Another way in which AI could enhance feedback is through language processing. Surgeons often provide poor quality feedback [21]. Prior authors have harnessed natural language processing to assess feedback quality with high accuracy and specificity [45, 46]. These studies demonstrated the ability of natural language processing to recognize when surgeons’ narrative feedback did not include relevant, specific, and corrective components necessary for learners to improve. This allows low-quality feedback to be identified and improved to help surgeon reviewers. Of note, AI-generated suggestions have been shown in other fields to be of most use to novice learners [47, 48]. This may reflect limitations in AI to detect and replicate the nuances of feedback for advanced surgical techniques. Interestingly, however, in an AMEE guide, Tolsgaard and colleagues note, “While novice learners may gain the most from good AI feedback, they may be more susceptible than experts to incorrect advice provided by AI systems.” Indeed, while AI could be quite useful for providing feedback to novices, such novices may have less context to understand errors in the AI-based feedback.
Assessment
Summative assessment is closely related to feedback, though it differs in its goal of predicting future performance and determining readiness for additional autonomy or practice. Additionally, unlike feedback, summative assessment may not always be conducted to improve performance [49]. Multiple authors have investigated the use of AI for assessment in robotic surgery. Wang and colleagues used a deep convolutional neural network based on a publicly available robotic surgery dataset [50]. They created a model to assess performance on suturing, needle passing, and knot tying and found that AI-based assessment was 91.3% to 95.4% accurate in skill rating when compared with a global rating scale. Another group used computer vision to similarly compare AI-based assessment with an expert-completed rating scale [51]. They found correlations between AI-determined metrics, like bimanual dexterity and efficiency, and expert ratings. Additionally, AI has been applied to determine disease severity in cholecystectomies [52]. Disease severity or procedure difficulty assessment can provide context for manual expert assessment. More specifically, an expert could contextualize a rubric-based assessment with an AI-generated difficulty recommendation. No prior identified work has used AI for actual summative assessment—with resultant learner consequences—in robotic surgery.
Recommendations
The potential uses of AI in robotic surgical education are exceptionally promising (Fig. 1). Nonetheless, we acknowledge that further work must determine the ways in which AI affects robotic surgical education in real-life settings, from trainees’ reactions and learning to actual behavior and results. Based on the available evidence, we recommend incorporating AI-based video labeling into robotic surgical education for learners and surgeons to replay and review robotic operations. This may require addressing medicolegal and technological barriers to intra-operative video recording and easing the process by which those videos can later be seen [23]. Future work should focus on how surgeons use and apply video labeling to ensure that the technology meets educational needs. Video labeling has been chiefly used for retrospective educational review after an operation [33]. A next step for video labeling could be incorporating real-time video labeling on an intra-operative observer screen. Though research must address the effects of this on workflow, such an intervention could allow for more efficacious learning for trainees who are relegated in parts or all of an operation to observation [53, 54]. Other work could investigate automated case logging based on video labeling to allow surgeons and trainees to track their progression over time and divide joint case metrics by operator [42]. Future studies that apply and assess video labeling should use the SAGES consensus vocabulary [34].

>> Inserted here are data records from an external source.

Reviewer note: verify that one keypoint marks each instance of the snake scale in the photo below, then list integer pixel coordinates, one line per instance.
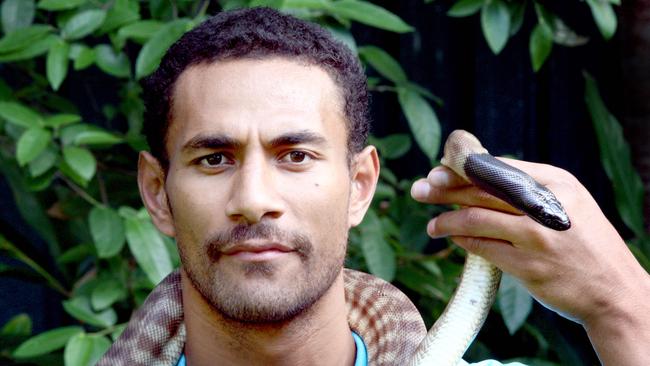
(456, 328)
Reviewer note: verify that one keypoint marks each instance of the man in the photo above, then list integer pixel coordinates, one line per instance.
(258, 167)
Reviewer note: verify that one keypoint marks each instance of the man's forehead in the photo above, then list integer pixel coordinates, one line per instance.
(273, 96)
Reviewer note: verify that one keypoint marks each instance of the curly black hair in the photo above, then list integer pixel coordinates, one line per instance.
(255, 33)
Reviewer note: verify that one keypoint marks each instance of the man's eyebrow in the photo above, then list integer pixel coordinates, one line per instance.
(212, 142)
(297, 138)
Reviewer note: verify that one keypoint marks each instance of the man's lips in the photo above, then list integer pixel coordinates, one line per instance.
(257, 251)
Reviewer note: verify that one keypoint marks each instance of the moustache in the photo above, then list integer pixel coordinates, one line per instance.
(226, 239)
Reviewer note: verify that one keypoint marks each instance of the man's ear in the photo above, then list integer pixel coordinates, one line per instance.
(151, 182)
(365, 172)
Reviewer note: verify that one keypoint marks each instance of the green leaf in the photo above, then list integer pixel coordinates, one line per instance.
(59, 120)
(495, 22)
(57, 63)
(83, 23)
(28, 206)
(81, 161)
(514, 302)
(119, 329)
(32, 142)
(465, 8)
(148, 248)
(85, 350)
(562, 34)
(19, 325)
(616, 159)
(107, 292)
(604, 17)
(43, 162)
(369, 14)
(392, 146)
(79, 308)
(17, 14)
(277, 4)
(422, 120)
(56, 5)
(70, 132)
(107, 230)
(381, 61)
(111, 62)
(74, 254)
(378, 254)
(84, 57)
(152, 51)
(22, 38)
(20, 115)
(33, 50)
(46, 342)
(517, 13)
(122, 12)
(140, 31)
(97, 138)
(541, 43)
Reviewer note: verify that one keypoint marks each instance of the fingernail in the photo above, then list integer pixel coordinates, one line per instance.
(420, 189)
(438, 178)
(431, 229)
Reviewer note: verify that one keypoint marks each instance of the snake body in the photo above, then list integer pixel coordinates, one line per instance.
(456, 328)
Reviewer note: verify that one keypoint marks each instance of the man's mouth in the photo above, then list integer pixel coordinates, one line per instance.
(257, 252)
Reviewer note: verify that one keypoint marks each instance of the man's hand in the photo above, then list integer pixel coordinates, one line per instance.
(586, 273)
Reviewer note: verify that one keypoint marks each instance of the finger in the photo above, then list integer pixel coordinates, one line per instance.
(481, 223)
(422, 191)
(443, 177)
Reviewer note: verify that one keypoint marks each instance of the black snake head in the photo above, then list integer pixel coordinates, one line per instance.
(549, 212)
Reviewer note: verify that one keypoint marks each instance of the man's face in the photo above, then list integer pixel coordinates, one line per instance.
(259, 185)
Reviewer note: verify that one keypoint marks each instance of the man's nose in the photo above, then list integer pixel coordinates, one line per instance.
(254, 193)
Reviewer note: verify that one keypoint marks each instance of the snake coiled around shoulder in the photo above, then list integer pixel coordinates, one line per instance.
(456, 328)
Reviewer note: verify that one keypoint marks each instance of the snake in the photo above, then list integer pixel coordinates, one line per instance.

We also recommend combining AI-generated, APM-based feedback with expert-based feedback to allow surgeons and trainees to reflect on metrics like bimanual dexterity and efficiency. AI-generated, APM-based feedback may represent a more accurate measure of certain activities in robotic surgery, which could help surgeons and trainees better track their performance and monitor improvement over time. We also suggest that further work identify how APMs could be used to tailor simulation efforts. This could allow for more efficient use of simulation time. Future work in AI-based feedback in robotic surgery could focus on better combining language processing with computer vision. High-quality automated feedback could be provided based on videos of robotic operations or simulations. This could overcome current hurdles associated with manual feedback, including delays in feedback and poorly written or unactionable feedback [51]. Until further work demonstrates the accuracy of AI-based feedback in additional and novel settings, we recommend that AI-based feedback generally be supervised and approved by an expert.
Finally, we recommend against the use of AI without expert supervision for summative assessment at this time. While the aforementioned and other studies have shown substantial strides in the ability of AI to detect a number of important metrics in robotic surgery, it remains insufficiently tested to use summatively. We recommend that further work develop additional evidence in all aspects of validity and in users’ experience prior to considering AI-based summative feedback [55].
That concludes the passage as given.